By Courtney Curtis-Ives, partner at Kaufman Dolowich & Voluck in Los Angeles, California
The Recorder | August 15, 2019

In the past year since ‘Sheppard Mullin’, the fallout has been palpable.

Most attorneys include arbitration provisions in their engagement agreements with clients—as they should. Arbitration is confidential, generally more expeditious than proceeding in court with increasingly-congested dockets, and attorneys tend to fare much better in malpractice cases with a retired judge or attorney arbitrator acting as the trier of fact. As opposed to juries, arbitrators are also more equipped to handle the usually-complicated “case within a case” framework applicable in such actions.

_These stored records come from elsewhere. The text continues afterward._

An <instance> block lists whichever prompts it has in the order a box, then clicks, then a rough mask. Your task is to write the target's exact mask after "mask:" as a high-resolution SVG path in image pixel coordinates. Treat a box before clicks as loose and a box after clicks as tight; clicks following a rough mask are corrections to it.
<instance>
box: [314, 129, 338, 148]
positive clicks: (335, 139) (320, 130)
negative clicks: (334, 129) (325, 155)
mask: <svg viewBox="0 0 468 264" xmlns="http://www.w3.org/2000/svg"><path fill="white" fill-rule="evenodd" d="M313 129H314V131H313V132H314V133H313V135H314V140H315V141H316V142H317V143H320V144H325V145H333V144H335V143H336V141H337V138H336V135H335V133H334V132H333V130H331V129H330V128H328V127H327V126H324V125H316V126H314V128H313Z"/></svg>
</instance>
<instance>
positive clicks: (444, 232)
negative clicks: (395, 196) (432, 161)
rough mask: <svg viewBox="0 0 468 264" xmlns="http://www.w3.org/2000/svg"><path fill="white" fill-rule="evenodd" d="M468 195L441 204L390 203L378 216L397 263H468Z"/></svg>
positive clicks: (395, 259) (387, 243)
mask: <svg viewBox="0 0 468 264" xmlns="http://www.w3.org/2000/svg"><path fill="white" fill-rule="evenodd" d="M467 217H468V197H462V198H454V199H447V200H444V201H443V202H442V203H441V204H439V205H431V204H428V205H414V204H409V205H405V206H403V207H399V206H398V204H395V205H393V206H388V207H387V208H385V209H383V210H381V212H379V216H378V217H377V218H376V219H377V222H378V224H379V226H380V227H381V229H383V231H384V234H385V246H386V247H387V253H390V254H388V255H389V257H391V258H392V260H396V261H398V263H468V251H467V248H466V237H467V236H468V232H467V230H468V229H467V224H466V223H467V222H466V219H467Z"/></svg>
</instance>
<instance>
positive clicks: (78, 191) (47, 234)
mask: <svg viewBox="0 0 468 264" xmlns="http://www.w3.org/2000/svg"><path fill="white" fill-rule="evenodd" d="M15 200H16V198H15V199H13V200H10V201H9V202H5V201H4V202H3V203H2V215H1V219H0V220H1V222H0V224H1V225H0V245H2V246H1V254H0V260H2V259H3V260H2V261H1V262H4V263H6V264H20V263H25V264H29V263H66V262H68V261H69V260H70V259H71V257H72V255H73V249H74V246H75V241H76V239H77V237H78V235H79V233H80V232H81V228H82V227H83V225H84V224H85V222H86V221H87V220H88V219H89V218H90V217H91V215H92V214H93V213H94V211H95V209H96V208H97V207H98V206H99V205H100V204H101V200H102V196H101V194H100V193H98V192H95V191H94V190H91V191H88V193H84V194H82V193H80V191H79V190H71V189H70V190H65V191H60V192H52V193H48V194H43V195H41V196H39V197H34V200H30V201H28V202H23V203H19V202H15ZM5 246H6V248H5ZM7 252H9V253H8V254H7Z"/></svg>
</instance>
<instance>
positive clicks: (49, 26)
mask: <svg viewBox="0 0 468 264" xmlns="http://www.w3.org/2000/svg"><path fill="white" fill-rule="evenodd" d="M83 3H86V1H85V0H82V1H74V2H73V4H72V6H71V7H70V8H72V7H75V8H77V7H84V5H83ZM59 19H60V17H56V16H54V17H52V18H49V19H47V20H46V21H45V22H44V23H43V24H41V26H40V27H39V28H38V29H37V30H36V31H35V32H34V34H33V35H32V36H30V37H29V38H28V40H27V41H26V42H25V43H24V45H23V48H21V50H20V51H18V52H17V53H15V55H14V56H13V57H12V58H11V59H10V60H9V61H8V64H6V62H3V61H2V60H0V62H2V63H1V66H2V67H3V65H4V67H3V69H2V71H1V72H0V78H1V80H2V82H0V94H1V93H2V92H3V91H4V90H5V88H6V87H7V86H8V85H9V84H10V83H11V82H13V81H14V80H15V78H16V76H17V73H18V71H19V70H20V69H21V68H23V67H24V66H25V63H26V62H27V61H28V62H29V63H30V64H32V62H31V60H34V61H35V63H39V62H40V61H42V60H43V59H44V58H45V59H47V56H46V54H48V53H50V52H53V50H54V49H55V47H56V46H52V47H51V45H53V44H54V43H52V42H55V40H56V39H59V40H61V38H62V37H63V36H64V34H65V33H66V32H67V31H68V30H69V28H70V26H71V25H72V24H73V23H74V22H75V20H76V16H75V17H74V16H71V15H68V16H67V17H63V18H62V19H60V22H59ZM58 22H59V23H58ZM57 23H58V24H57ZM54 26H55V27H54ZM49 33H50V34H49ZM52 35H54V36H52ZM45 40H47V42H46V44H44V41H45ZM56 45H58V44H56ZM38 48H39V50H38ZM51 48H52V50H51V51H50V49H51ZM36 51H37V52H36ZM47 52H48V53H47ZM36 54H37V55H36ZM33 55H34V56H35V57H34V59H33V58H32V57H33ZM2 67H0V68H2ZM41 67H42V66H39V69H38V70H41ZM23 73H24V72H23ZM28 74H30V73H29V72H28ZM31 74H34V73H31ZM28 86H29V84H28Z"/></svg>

And this is why clients will almost always fight to avoid arbitration of claims against their former lawyers. Until recently, there were limited grounds to do so. California law expresses a clear public policy in favor of the enforceability of arbitration provisions as a speedy and (relatively) inexpensive means of dispute resolution. Moncharsh v. Heily & Blase, 3 Cal. 4th 1, 9 (1992). There is nothing ethically wrong with lawyers including a provision requiring binding arbitration of both fee disputes and legal malpractice claims, and arbitration clauses will be enforced even if clients fail to read or understand them. Powers v. Dickson, Carlson & Campillo, 54 Cal. App. 4th 1102, 1108-09, 1115 (1997).

Clients will usually argue for “revocation” of the agreement under Cal. Civ. Proc. Code §1281.2(b). They will claim for one reason or another that the engagement agreement is unenforceable, and that as a result, the arbitration provisions contained therein are also invalid. Standing alone that usually doesn’t work. Both federal and California law hold that arbitration provisions are considered independently (severably) from the rest of the contract, even where the party challenging enforcement contends that the whole contract is unenforceable. See, e.g., Prima Paint v. Flood & Conklin, 388 U.S. 395, 402 (1967); Ericksen, Arbuthnot, McCarthy, Kearney & Walsh v. 100 Oak St., 25 Cal. 3d 312, 322 (1983).